5 Ways Children with ADHD Can Make a Difference in Their Relationships with Parents, Teachers, and Friends
Deborah Farmer Kris
Testing has identified ADHD in more than 8.5 million children. While ADHD is a common disorder, some children are at greater risk than others. Focusing on strengthening the key strengths of children with ADHD can have a positive impact. In fact, students with ADHD are more engaged in education and often do better on standardized tests than those without ADHD.
As researchers dive deeper into the biological and social factors that explain the differing qualities of kids with ADHD, it’s become clear that children with ADHD have a wide range of strengths that can help them grow. These strengths differ from child to child, but they can all help kids be more successful in school.
Finding ways to leverage these strengths can also help everyone involved, from parents to teachers. Often, when kids with ADHD exhibit difficulties, the focus is often on their performance at school. Let’s take a closer look at how children with ADHD can stand out.
Build friendships with friends who share similar interests and goals.
As children grow, new friends and friendships can come into their lives. But many children with ADHD have challenges making friends. To increase the likelihood of friendships being made, it’s important to listen to kids in your child’s life. What are their questions? What types of activities do they enjoy? Do they have friends who do? With this, you can help them make friends and be connected to others in your child’s life.
Find ways to channel a child’s positive energy.
Another important skill when working with kids with ADHD is learning to channel their energies in positive ways. Studies have shown that children with ADHD are often as creative and outgoing as their peers. Yet, in some cases, they can get swept up in other activities, making ADHD a burden rather than a strength. Through direct talk or engaging in role playing, parents can help kids focus on being creative and positive and then channel the energy into activities that are out of their wheelhouse. Kids can also find ways to recognize their strengths and do extra work or activities with their teachers to boost their self-esteem and skills.
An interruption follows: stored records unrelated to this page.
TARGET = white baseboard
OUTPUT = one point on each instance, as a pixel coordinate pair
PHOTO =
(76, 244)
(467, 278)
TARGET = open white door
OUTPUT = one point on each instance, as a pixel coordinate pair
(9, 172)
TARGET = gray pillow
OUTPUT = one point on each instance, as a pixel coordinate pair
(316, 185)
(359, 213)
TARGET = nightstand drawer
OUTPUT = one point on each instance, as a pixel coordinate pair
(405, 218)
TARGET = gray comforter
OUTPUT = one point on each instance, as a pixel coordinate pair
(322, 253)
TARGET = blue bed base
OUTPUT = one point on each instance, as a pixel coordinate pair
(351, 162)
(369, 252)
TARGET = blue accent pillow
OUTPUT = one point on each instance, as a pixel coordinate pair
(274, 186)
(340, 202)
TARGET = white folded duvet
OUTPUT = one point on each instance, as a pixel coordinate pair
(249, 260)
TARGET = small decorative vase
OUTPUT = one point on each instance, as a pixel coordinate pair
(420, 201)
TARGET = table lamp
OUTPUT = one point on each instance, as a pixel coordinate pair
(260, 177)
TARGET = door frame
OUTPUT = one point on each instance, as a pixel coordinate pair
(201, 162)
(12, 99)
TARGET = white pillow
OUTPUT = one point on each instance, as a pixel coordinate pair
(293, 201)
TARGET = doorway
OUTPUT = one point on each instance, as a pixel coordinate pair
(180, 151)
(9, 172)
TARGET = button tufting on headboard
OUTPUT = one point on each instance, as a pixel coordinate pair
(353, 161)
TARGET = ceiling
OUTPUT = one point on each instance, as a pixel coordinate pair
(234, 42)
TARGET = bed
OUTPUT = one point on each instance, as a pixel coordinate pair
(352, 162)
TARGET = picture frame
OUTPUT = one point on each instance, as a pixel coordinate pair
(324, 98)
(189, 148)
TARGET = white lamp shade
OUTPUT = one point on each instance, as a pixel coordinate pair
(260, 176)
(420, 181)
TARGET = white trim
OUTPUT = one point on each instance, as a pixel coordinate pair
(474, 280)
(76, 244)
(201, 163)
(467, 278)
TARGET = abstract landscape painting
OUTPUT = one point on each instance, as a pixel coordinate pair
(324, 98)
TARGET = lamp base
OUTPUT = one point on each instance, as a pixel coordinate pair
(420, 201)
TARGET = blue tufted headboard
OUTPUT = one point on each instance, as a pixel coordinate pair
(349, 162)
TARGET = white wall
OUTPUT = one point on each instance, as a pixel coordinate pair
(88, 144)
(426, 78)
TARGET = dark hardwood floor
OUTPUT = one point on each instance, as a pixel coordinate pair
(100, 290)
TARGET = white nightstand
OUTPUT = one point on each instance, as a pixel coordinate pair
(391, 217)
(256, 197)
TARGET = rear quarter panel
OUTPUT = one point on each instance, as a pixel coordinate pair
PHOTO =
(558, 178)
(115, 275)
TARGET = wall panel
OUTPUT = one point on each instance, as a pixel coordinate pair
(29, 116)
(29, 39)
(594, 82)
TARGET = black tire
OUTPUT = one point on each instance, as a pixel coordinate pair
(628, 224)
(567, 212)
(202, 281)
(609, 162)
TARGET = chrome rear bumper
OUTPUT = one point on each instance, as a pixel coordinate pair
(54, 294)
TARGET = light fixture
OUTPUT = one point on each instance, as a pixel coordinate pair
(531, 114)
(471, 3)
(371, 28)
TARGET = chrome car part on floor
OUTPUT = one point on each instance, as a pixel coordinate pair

Learn to control their emotions.
As you work with kids with ADHD, you will likely find that anger, frustration, disappointment, and other negative emotions are often visible in children with ADHD. While these emotions may well be a part of any child’s development, there are some time-tested strategies to help manage these emotions, whether you see them or not. Parents who’ve coached their children through anger issues and learned how to avoid childhood trauma can help their children be more effective in managing emotions. It’s also useful to create a safe space where kids can air their frustration, allowing them to see what bothers them and making choices that are more aligned with their positive feelings. Finally, if you find that your child needs help learning to control their emotions, you can find help for this skill with professional counseling services or a child-care center.
Routines, as they have been shown to help build self-discipline, independence, and focus in kids with ADHD.
Routines are particularly helpful for kids with ADHD as they have found it helpful in school to help kids work through complex problems. Routines can help children make connections between their thinking processes, exerting control over the actions they take, and being able to make plans with confidence. Even if you don’t have a regular routine for all the things you do every day, imagine how helpful routines are for your kids. Many routines can have specific rules about homework and how to handle certain situations at home or at school.
Act like you know how things work.
Some kids with ADHD find it helpful to have a plan for how to respond to certain situations. Parents should take these opportunities to reassure children that they know how the world works and that life doesn’t always go as planned. Kids who have difficulty gaining grip on information, that won’t always be communicated clearly, might be able to gain some insight by having an organized plan. These children may be able to build a greater level of confidence in themselves by being sure they know how things work. They can also gain new and important skills, including the ability to problem solve.
Look beyond social media.
When thinking about ways to help kids with ADHD, don’t forget the most important ingredient – time. This is especially helpful when helping with schoolwork. Kids with ADHD are able to cope well with classroom interactions, but missing school work and attending events that are outside of the classroom is a pattern that can hold kids back from accomplishing their goals. So a parent’s job is to build routines and establish time to connect with children, no matter the environment.